Se l’ecologia è la scienza delle relazioni, la guerra è la negazione della relazione. C’è una dimensione temporale che rende il problema ancora più radicale. L’azione bellica si consuma nell’urgenza: distrugge in pochi minuti ciò che si è costruito in decenni. L’ecologia, al contrario, richiede tempi lunghi, manutenzione, continuità. I cicli biogeochimici non negoziano tregue; le foreste non ricrescono al ritmo delle decisioni politiche; il clima reagisce su scale temporali che eccedono la durata di un conflitto.

In questo scarto tra il tempo della distruzione e il tempo della rigenerazione si misura l’incompatibilità strutturale tra guerra e sostenibilità. Ma c’è un ulteriore livello, ancora più inquietante. La guerra sposta le priorità collettive. Risorse economiche, energie intellettuali, investimenti tecnologici vengono sottratti alla cura del territorio e destinati alla produzione di armamenti. La manutenzione delle città cede il passo alla fortificazione; la transizione energetica rallenta; la cooperazione internazionale si incrina. La sostenibilità non è solo una questione di tecnologie verdi. È una questione di ordine simbolico e politico.

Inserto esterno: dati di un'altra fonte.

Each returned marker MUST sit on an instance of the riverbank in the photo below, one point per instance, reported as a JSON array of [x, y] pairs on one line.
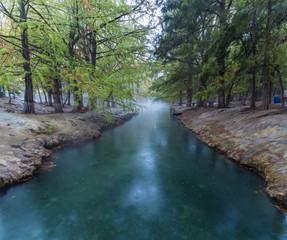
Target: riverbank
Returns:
[[27, 141], [253, 138]]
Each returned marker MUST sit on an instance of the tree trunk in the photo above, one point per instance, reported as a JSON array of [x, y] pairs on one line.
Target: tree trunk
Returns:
[[78, 100], [282, 103], [189, 92], [10, 96], [39, 94], [28, 96], [265, 70], [221, 57], [180, 98], [50, 102], [113, 101], [57, 95], [69, 98], [253, 80], [44, 91]]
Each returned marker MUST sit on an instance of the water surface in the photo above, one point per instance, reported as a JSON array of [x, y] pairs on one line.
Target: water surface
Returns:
[[149, 179]]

Parlare di pace come categoria ambientale significa riconoscere che la stabilità climatica, la tutela della biodiversità e la sicurezza alimentare dipendono da una condizione di cooperazione globale. I problemi ecologici non conoscono confini nazionali; i gas serra non distinguono tra alleati e nemici; le crisi idriche non si fermano alle linee di demarcazione. In questo senso, la pace non è un ideale etico astratto: è una infrastruttura ecologica.

Forse il compito più urgente non è solo ridurre le emissioni, ma trasformare la narrazione che sostiene le nostre scelte collettive. Passare dalla logica del dominio alla logica della coabitazione. Dall’idea di sicurezza come controllo alla sicurezza come resilienza.

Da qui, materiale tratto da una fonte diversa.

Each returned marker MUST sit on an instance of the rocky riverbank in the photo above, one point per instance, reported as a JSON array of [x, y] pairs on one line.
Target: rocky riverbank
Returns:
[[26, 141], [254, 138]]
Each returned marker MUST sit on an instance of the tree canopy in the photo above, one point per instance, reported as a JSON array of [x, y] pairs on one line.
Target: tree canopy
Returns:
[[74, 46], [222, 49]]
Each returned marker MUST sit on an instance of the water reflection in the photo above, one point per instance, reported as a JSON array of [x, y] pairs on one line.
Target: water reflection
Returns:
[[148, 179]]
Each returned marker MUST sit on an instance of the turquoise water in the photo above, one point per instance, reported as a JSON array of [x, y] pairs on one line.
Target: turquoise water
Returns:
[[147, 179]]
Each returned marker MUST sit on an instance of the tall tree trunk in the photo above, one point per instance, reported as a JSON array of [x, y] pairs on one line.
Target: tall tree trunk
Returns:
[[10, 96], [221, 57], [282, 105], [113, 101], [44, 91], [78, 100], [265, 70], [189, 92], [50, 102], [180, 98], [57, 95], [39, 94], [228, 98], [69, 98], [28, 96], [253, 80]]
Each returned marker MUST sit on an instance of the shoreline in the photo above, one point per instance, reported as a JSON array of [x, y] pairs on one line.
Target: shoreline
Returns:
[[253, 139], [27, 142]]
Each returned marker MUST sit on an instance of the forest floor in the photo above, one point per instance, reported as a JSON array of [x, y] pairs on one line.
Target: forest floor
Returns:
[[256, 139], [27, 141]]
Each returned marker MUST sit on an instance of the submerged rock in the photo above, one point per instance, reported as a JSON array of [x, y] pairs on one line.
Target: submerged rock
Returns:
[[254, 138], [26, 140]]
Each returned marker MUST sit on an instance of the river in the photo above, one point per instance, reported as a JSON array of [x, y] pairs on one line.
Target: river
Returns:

Ogni gesto di cura del territorio — dalla rigenerazione di un suolo alla riqualificazione energetica di una casa — è un atto di costruzione lenta. È l’opposto della distruzione rapida. È un investimento nel futuro condiviso.

La pace, allora, non è semplicemente assenza di guerra.
È la condizione che rende possibile l’ecologia.
Senza pace non c’è manutenzione del mondo.
E senza manutenzione del mondo non c’è futuro.